Respecto a los cristianos, dice Agustín: ""Si somos ciudadanos de Jerusalén, (...) y debemos vivir en esta tierra, en la confusión del mundo presente, en esta Babilonia, donde no vivimos como ciudadanos sino como prisioneros, es necesario que no sólo cantemos lo que dice el Salmo, sino que también lo vivamos: esto se hace con una aspiración profunda del corazón, plena y religiosamente deseoso de la ciudad eterna" (ibid.).
Durante la octava de Pascua, el pasado 27 de abril, el Papa ha explicado que la resurrección de Jesucristo nos introduce a los cristianos, por el Bautismo, en una vida nueva: "Una nueva condición del ser hombres, que ilumina y trasforma nuestro camino de cada día y abre un futuro cualitativamente diverso y nuevo para la humanidad entera".
Como consecuencia, San Pablo nos exhorta a "buscar las cosas de arriba…, no las de la tierra" (cf. Col 3, 1-2).
"A primera vista –advierte Benedicto XVI– podría parecer que el Apóstol intenta favorecer el desprecio de las realidades terrenas, invitando a olvidarse de este mundo de sufrimientos, de injusticias, de pecados, para vivir anticipadamente en un paraíso celestial. El pensamiento del ‘cielo' sería en tal caso una especie de alienación".

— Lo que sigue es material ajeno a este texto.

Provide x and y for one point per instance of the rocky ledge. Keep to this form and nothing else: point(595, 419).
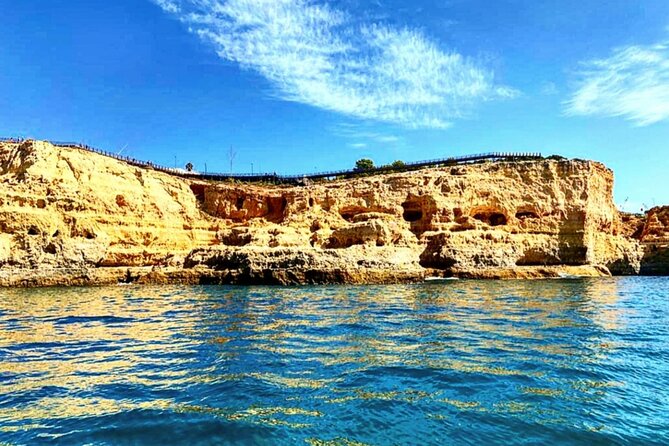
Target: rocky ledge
point(72, 217)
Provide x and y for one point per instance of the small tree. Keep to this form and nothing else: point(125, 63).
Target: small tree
point(364, 164)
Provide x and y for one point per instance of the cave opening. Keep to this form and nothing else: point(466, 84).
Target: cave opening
point(412, 211)
point(522, 215)
point(492, 218)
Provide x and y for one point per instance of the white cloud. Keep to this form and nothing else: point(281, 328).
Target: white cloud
point(168, 5)
point(371, 134)
point(632, 83)
point(318, 55)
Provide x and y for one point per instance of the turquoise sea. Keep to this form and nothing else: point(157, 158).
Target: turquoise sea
point(459, 362)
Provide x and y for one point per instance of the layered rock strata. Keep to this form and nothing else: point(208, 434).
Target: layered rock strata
point(87, 218)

Pero si se sigue leyendo, se descubre cuáles son "las cosas de la tierra" que hay que evitar: "la impureza, la inmoralidad, las pasiones, los malos deseos y la codicia, que es una idolatría" (Ibid, 5-6). Resume el Papa: "el deseo insaciable de bienes materiales, el egoísmo, raíz de todo pecado". Mientras que "las cosas de arriba" son las actitudes y los sentimientos de Cristo: "sentimientos de ternura, de bondad, de humildad, de mansedumbre, de magnanimidad, soportándoos unos a otros y perdonándoos unos a los otros (…) Pero sobre todo revestíos de la caridad que los une de modo perfecto" (Ibid, 12-14).
Por tanto, deduce Benedicto XVI, "San Pablo está bien lejos de invitar a los cristianos, a cada uno de nosotros, a evadirse del mundo en el que Dios nos ha puesto.

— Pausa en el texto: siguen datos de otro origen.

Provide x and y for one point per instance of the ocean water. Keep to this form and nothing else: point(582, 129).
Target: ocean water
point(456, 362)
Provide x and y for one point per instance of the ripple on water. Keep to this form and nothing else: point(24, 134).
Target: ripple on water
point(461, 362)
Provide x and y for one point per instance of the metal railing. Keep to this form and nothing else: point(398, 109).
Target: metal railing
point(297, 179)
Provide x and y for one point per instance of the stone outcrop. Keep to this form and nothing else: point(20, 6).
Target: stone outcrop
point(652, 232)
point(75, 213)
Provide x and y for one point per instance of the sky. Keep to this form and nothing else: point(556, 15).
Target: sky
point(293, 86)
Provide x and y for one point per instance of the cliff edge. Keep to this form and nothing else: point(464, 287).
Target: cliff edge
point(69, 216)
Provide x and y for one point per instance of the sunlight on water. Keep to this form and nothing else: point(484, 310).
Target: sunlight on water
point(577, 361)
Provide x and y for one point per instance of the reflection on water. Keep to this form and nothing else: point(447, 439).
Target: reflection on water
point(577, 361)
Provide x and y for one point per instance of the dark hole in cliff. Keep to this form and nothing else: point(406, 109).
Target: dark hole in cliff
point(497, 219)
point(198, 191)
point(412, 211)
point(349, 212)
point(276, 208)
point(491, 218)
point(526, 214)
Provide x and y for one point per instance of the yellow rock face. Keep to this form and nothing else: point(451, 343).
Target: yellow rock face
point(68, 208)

A continuación enlaza el Papa con la idea agustiniana de las dos ciudades: "Es verdad que somos ciudadanos de otra ‘ciudad', donde se encuentra nuestra verdadera patria, pero el camino hacia esta meta debemos recorrerlo cotidianamente en esta tierra. Participando desde ahora en la vida de Cristo resucitado, debemos vivir como hombres nuevos en este mundo, en el corazón de la ciudad terrena".

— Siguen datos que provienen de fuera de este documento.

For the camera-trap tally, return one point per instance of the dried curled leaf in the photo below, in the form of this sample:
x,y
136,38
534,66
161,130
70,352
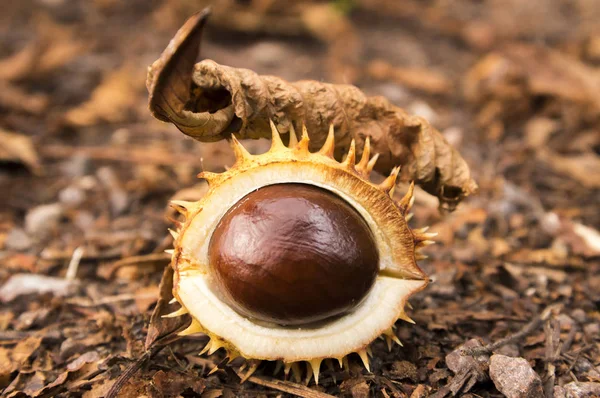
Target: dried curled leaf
x,y
209,102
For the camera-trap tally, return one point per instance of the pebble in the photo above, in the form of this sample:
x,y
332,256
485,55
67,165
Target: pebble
x,y
41,220
515,378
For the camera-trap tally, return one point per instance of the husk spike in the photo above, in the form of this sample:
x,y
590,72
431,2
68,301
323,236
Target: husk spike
x,y
293,138
276,143
174,314
329,145
389,342
302,146
214,346
406,318
315,364
206,347
364,160
211,178
371,164
286,368
296,372
278,367
194,328
182,206
405,202
241,154
390,182
254,364
365,358
350,160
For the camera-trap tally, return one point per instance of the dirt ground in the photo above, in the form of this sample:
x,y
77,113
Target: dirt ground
x,y
86,174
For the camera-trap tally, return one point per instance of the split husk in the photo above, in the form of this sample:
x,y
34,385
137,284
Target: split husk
x,y
209,102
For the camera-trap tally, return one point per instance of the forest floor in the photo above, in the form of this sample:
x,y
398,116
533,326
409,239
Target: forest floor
x,y
86,174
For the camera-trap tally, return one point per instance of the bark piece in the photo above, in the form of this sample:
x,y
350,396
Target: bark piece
x,y
514,377
209,102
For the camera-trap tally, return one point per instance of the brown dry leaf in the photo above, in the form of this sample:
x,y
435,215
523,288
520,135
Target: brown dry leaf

Y añade: este es el camino, "no sólo para trasformarnos a nosotros mismos, sino para transformar el mundo, para darle a la ciudad terrena un rostro nuevo que favorezca el desarrollo del hombre y de de la sociedad según la lógica de la solidaridad, de la bondad, en el profundo respeto de la dignidad propia de cada uno". Todo ello lo lograremos si cultivamos las virtudes cristianas (las "cosas de arriba"), presididas y vivificadas por la caridad. Así los cristianos estamos llamados a vivir la Pascua, como "paso" de una vida en la esclavitud a una vida de libertad, animada por el amor. "Cada cristiano, así como cada comunidad, si vive la experiencia de este paso de resurrección, será necesariamente fermento nuevo en el mundo, dándose sin reservas por las causas más urgentes y más justas, como demuestran los santos de toda época y lugar".
En definitiva, el programa que la Pascua propone a los cristianos es la autenticidad y coherencia que lleva a preocuparse de los sufrimientos, de las injusticias y de los pecados que hay en este mundo; a vivificar los valores auténticamente humanos por medio de la caridad; y atender a ese anhelo de lo desconocido y eterno que se observa con frecuencia en los no creyentes. En la ciudad terrena hay muchas cosas buenas que aprovechar y por las que trabajar, viviendo ya unidos a Cristo, con la mirada en el Cielo.